Exams


This is the page that I created for this course the last time I taught it. Rather than remove it until we get closer to the exam, I thought I'd leave it here just so you can get an idea early on about what might be on the exam. Note that this can change as we move through the semester, and if it does I'll update this page. Again, this old version is here soley to help you think about the exam early in the semester.
We've covered a number of topics this semester, and the materials for them have come from a number of sources. Below I've gathered them all in one location, with a summary of the things that I think are most important in each topic.

In preparing this review, it became clear that we covered a lot of ground (because data science is such a big field), which means that we went deep on a few things but hit lots of topics at a fairly high level. Therefore, my goal with the exam is to ensure that you know concepts as opposed to details, so it will be a combination of short answer, true/false, and multiple choice questions. There will be no single, say, 20 point question, and thus no single significant point of failure.

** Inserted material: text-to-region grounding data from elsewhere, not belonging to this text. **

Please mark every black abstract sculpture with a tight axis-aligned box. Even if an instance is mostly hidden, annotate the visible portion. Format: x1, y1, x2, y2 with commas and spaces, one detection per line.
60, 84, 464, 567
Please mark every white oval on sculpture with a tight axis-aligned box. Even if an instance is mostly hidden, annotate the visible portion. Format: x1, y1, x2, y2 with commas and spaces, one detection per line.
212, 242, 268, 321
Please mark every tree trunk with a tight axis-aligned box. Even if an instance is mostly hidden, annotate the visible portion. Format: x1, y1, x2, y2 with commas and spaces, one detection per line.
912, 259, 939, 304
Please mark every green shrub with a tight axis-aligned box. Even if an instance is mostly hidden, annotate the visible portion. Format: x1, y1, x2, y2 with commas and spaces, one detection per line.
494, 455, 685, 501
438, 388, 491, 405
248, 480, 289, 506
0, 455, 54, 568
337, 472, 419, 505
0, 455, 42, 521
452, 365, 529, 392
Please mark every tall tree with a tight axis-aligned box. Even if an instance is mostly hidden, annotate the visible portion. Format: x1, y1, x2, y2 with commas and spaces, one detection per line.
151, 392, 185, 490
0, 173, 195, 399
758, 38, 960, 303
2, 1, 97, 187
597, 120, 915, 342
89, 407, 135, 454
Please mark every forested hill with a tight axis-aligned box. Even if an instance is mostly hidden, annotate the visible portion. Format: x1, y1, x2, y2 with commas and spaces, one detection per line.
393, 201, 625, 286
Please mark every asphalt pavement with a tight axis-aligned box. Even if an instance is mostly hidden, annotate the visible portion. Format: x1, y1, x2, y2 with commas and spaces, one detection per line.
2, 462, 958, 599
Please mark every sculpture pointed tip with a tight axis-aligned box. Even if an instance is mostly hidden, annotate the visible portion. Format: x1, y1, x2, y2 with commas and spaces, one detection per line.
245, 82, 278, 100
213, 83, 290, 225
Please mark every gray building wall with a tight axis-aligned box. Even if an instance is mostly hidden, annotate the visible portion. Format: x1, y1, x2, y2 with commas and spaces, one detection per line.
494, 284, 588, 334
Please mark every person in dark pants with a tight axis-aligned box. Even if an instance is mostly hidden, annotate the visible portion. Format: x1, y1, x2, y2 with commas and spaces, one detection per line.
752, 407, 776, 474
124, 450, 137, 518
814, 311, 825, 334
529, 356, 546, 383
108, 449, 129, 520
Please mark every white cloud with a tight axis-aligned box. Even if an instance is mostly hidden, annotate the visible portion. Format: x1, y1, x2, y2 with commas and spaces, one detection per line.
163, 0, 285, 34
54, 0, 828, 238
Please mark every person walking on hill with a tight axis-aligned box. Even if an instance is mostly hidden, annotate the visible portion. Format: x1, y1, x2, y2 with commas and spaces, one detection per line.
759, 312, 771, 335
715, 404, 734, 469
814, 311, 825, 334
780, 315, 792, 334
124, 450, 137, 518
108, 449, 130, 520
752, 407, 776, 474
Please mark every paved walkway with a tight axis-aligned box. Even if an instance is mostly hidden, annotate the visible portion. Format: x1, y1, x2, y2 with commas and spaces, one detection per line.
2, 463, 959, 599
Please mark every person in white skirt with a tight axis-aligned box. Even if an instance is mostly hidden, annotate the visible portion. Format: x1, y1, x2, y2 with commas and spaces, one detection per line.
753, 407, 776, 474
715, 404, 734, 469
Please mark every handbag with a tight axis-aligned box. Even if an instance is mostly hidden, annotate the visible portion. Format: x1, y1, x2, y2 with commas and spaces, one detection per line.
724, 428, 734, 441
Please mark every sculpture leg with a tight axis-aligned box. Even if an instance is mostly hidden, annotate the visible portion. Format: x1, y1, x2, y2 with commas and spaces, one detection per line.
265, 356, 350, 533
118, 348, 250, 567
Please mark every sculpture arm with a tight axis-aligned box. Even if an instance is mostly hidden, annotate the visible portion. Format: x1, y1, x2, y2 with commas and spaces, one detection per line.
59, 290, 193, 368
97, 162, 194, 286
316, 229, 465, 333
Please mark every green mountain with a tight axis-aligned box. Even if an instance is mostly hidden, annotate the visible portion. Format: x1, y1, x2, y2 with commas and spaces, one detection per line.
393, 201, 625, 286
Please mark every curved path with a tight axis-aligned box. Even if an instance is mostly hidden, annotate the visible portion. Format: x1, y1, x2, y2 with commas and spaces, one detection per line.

Introduction to Pandas and dataframes, CSV, json, and minimal visualization capabilities

More visualization. Data loading, cleaning, summarization, and outlier detection

SQL, NoSQL, key/value stores, connecting to a database from Python

Building models, trees for classification, scikit-learn

Logistic regression, support vector machines

Evaluation, cross-validation, overfitting, practical concerns

Clustering, dimensionality reduction, practical concerns

Cloud computing, scaling up, Amazon EC2

MapReduce and Hadoop

Spark